If you were looking to take that kind of information and send it to a data warehouse or analytics platform in the moment, Braze Currents makes that possible. By taking advantage of this feature, you can send that data directly into Amazon S3 or analytics platforms like Amplitude or Mixpanel, making it possible to perform the kinds of in-depth analysis that it takes to identify underlying trends or identify deeper insights associated with your target cohorts on a potentially unbounded data set.
On the other hand, if your brand is looking to get a snapshot of this data as it stands today, they might well make use of the Braze REST APIs to do it. This would necessarily be a bounded data set—because it’s complete as of the time it’s extracted—and taking this approach won’t give you an in the moment look at the information it contains.
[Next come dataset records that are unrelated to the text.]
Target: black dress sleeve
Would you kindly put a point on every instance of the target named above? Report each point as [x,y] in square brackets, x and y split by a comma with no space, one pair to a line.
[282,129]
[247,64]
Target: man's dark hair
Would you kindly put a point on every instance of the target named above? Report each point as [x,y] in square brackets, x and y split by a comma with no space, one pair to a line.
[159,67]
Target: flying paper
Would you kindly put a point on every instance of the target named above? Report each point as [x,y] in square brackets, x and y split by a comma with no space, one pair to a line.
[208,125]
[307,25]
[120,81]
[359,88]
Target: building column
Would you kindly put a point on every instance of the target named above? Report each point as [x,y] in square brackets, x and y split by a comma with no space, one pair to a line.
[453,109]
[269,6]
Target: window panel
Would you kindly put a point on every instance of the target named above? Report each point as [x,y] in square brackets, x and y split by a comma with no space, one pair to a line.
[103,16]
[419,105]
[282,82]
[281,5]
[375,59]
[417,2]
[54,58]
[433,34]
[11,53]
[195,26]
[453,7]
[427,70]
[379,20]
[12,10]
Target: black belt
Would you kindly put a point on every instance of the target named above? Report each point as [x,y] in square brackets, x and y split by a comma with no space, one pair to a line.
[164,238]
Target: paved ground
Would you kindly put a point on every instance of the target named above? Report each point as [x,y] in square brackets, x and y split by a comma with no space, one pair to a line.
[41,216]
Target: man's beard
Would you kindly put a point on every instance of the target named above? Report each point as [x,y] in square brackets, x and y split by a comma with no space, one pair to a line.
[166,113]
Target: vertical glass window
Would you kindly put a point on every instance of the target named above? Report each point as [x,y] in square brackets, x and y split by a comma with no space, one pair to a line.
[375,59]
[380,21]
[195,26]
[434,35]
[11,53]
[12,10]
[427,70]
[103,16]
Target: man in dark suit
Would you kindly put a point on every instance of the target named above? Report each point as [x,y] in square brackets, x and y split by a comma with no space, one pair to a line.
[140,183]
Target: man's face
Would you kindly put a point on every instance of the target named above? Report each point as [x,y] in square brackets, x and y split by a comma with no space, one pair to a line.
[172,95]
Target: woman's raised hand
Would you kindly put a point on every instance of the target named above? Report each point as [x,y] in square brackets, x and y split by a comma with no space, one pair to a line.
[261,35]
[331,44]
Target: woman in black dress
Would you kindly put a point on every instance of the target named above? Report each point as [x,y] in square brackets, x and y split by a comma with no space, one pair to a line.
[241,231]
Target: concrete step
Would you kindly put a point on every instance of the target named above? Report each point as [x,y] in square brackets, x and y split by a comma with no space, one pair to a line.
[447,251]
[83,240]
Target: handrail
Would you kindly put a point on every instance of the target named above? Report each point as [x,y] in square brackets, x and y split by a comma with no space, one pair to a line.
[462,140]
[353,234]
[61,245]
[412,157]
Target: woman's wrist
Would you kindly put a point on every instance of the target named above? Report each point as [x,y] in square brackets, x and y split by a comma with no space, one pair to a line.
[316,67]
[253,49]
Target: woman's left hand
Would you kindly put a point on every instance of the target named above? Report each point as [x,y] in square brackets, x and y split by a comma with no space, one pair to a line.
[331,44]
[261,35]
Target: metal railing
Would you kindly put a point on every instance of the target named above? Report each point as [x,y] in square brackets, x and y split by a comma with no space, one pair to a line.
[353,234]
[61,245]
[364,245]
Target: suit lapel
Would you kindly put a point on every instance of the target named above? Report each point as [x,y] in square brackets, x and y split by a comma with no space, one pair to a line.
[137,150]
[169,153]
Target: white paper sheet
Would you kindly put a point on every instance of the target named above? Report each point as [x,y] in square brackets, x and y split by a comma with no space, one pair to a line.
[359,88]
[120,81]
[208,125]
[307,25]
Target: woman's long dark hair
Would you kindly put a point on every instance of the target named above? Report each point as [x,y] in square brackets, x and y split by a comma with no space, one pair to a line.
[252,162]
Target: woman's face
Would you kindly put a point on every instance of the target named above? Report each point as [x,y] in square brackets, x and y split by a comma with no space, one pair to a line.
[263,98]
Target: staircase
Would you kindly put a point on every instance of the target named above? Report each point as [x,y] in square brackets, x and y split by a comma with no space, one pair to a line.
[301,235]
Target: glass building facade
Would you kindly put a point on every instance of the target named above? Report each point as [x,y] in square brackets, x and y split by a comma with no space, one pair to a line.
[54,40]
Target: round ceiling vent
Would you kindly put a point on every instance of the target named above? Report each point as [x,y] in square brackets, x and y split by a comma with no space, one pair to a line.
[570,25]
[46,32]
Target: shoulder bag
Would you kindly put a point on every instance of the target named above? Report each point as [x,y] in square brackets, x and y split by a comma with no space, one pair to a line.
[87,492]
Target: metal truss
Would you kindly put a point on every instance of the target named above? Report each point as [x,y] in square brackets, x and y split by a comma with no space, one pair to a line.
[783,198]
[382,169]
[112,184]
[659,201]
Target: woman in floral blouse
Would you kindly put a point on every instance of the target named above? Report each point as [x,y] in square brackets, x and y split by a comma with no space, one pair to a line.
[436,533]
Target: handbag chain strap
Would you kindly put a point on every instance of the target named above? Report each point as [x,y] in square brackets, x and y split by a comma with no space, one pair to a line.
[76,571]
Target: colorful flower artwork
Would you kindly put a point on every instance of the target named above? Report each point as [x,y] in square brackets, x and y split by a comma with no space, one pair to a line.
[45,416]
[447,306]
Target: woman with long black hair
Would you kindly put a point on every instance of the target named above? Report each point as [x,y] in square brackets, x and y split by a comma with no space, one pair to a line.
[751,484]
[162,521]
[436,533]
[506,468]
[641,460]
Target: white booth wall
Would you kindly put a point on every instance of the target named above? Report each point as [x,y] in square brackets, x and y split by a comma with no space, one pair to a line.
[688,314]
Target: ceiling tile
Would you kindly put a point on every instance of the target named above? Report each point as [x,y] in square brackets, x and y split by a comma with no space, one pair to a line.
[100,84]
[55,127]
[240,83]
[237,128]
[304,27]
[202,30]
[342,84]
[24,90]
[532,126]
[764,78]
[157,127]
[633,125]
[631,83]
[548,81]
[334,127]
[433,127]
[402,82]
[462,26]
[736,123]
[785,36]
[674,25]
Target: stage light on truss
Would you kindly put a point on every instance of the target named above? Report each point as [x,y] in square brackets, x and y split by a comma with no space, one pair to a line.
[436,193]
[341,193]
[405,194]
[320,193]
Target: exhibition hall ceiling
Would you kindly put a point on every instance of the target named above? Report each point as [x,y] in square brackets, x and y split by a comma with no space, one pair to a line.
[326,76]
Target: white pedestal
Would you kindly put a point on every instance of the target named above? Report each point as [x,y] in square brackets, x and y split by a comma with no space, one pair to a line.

However, it does make it possible to do regular or ad hoc mass exports of this information.
In a case like this, determining which kind of data set is the one you need (and which data export tool you use) is going to depend on what your team is looking to accomplish.
You need accurate, timely data—and leveraging an unbounded data set that’s updated in real time can provide that.
When it comes to sending messaging campaigns that leverage in the moment data, Braze, for instance, makes it possible using its Connected Content feature, which allows brands to dynamically pull in information from first- and third-party sources to enrich or customize their outreach. Because Connected Content works in a fundamentally ad hoc manner, grabbing information via API when affected messages are sent, this feature is most effective if the systems that the outreach is drawing on are being updated in real-time. After all, dynamically adjusting the push notifications you send to reflect the weather in each recipients’ region can make your messages feel more responsive and relevant—but not if you’re pulling that information from a public API that only has access to information about yesterday's weather.
Yes and no. If your brand is leveraging a data streaming engine, it’s theoretically possible for you to be working from an unbounded data set that’s continually updating, supporting action on that data in the moment—which is what real-time data would seem to promise.
But the phrase “real-time data” has been degraded over the years, with many technology vendors and brands using it to refer to data processing that doesn’t happen in the moment. Often it means “kind-of, sort-of approaching real-time,” with data processing happening every few hours or every day (or even less often, in some cases). That lag doesn’t always matter; if you’re sending a messaging campaign for customers’ birthdays, the fact that “real-time” often doesn’t mean real-time isn’t likely to be an issue. But if the outreach you’re sending depends on relevancy, you want to be drawing from a data set that isn’t hours or days out of date.
Not necessarily. There are some customer profile attributes that are likely to remain more static (someone’s reported gender or home address, for example).
But while it’s true that not all types of data need to be processed in the moment to be useful, when all the data in your brand’s possession is batch processed, it can be hard to get a full picture of any individual customer at any given moment. After all, life doesn’t stop happening just because your data set is between batches; to really capture the consumer experience, brands need to move beyond approaches that place artificial restrictions on the unbounded, potentially infinite data sets that their customers generate.